To address the reviewer's concern, we will include a more detailed discussion in the revised version.
[1] Chen, X., Hu, J., Li, L., & Wang, L. Efficient Reinforcement Learning in Factored MDPs with Application to Constrained RL. In International Conference on Learning Representations. (2021)
[2] Shen, Y., Sun, Y., Li, X., Eberhard, A., & Ernst, A. (2022, June). Enhancing column generation by a machine-learning-based pricing heuristic for graph coloring. In Proceedings of the AAAI conference on artificial intelligence (Vol. 36, No. 9, pp. 9926-9934).
[3] Saeed, A., Husnain, A., Zahoor, A., & Gondal, R. M. (2024). A comparative study of cat swarm algorithm for graph coloring problem: Convergence analysis and performance evaluation. International Journal of Innovative Research in Computer Science and Technology (IJIRCST), 12(4), 1-9.
[4] Dokeroglu, T., & Sevinc, E. (2021). Memetic Teaching–Learning-Based Optimization algorithms for large graph coloring problems. Engineering Applications of Artificial Intelligence, 102, 104282.
Q3: This paper studied tabular RL, where the state and action space are finite. Is it possible to consider infinite state space? Because it is most likely the case in real-world applications.
We thank the reviewer for their question. While our work focuses on the tabular setting to enable a clear theoretical understanding, we believe it can potentially be extended to MDPs with infinite (or continuous) state spaces. Specifically, the core structural insight—factored transition kernels—can naturally extend to continuous domains. For example, a discrete factorization can be analogously expressed in terms of transition densities as in the continuous case. However, working with MDPs with infinite (or continuous) state spaces presents other challenges, such as the potential unboundedness of the reward function (e.g., in the LQR setting in control). In addition, certain parameterizations (i.e., function approximation) might be required to ensure that Q-functions are updated infinitely often for each state-action pair. We view this as a promising direction for future work.
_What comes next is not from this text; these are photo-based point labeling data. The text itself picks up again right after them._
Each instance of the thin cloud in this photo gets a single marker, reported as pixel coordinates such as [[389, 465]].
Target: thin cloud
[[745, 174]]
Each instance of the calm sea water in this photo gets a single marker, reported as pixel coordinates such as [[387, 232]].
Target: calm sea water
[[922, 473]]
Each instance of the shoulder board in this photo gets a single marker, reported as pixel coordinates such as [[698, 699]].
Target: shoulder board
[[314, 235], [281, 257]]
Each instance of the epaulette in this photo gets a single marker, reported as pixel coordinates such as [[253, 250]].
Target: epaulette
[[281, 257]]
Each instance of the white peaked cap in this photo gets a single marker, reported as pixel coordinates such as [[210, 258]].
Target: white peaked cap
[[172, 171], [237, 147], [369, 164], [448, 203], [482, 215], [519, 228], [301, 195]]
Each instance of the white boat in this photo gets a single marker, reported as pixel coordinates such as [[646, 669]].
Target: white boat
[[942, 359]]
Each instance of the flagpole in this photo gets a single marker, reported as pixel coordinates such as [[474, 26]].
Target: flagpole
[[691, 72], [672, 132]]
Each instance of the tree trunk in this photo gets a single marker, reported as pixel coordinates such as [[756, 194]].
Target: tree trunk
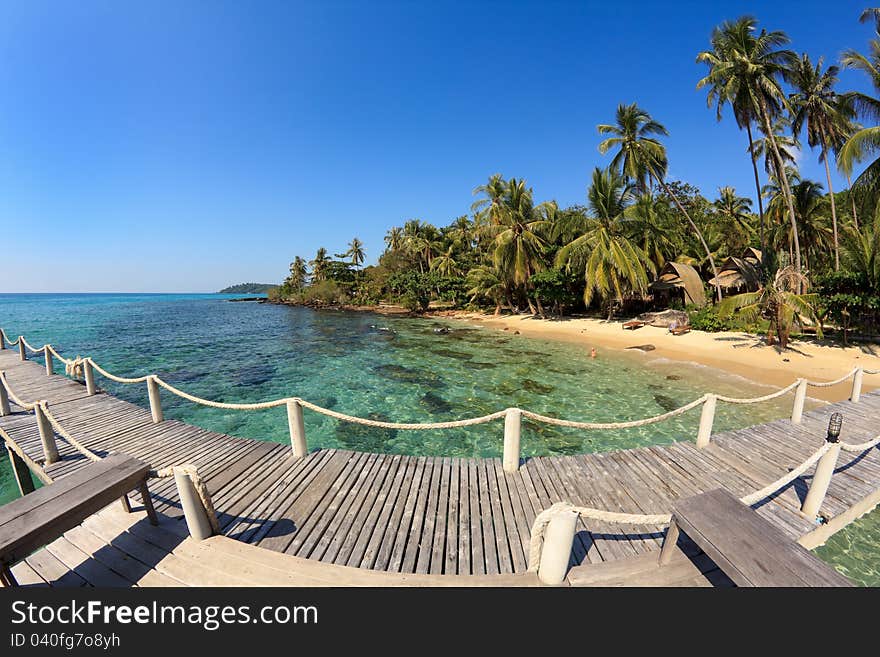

This paper presents a theoretical contribution to reinforcement learning in Factored Markov Decision Processes (FMDPs), introducing novel techniques aimed at improving sample efficiency and applicability. Reviewers recognized several key strengths: the development of an innovative synchronous sampling method, the formalization and handling of approximate factorizations (addressing model misspecification), and the derivation of strong theoretical results. The paper provides sample complexity bounds for both model-based and model-free algorithms (including variance reduction) that demonstrably improve upon state-of-the-art guarantees, with near-minimax rates achieved in the model-based setting. However, some weaknesses and concerns were also raised. The reliance on a generative model was noted as a potential limitation regarding practical RL scenarios by one reviewer. Another pointed out the absence of experimental validation within the main paper (though numerical results are in the appendix) and suggested a potentially incomplete discussion of related function approximation literature. Questions regarding the practical implementation (e.g., solving the sampling problem, computational complexity) and potential extensions (e.g., continuous spaces, unknown factorization) were also brought up. Despite these concerns, the overall sentiment is positive, leaning towards acceptance (2 Accepts, 2 Weak Accepts), based on the significance and solidity of the theoretical advancements for FMDPs.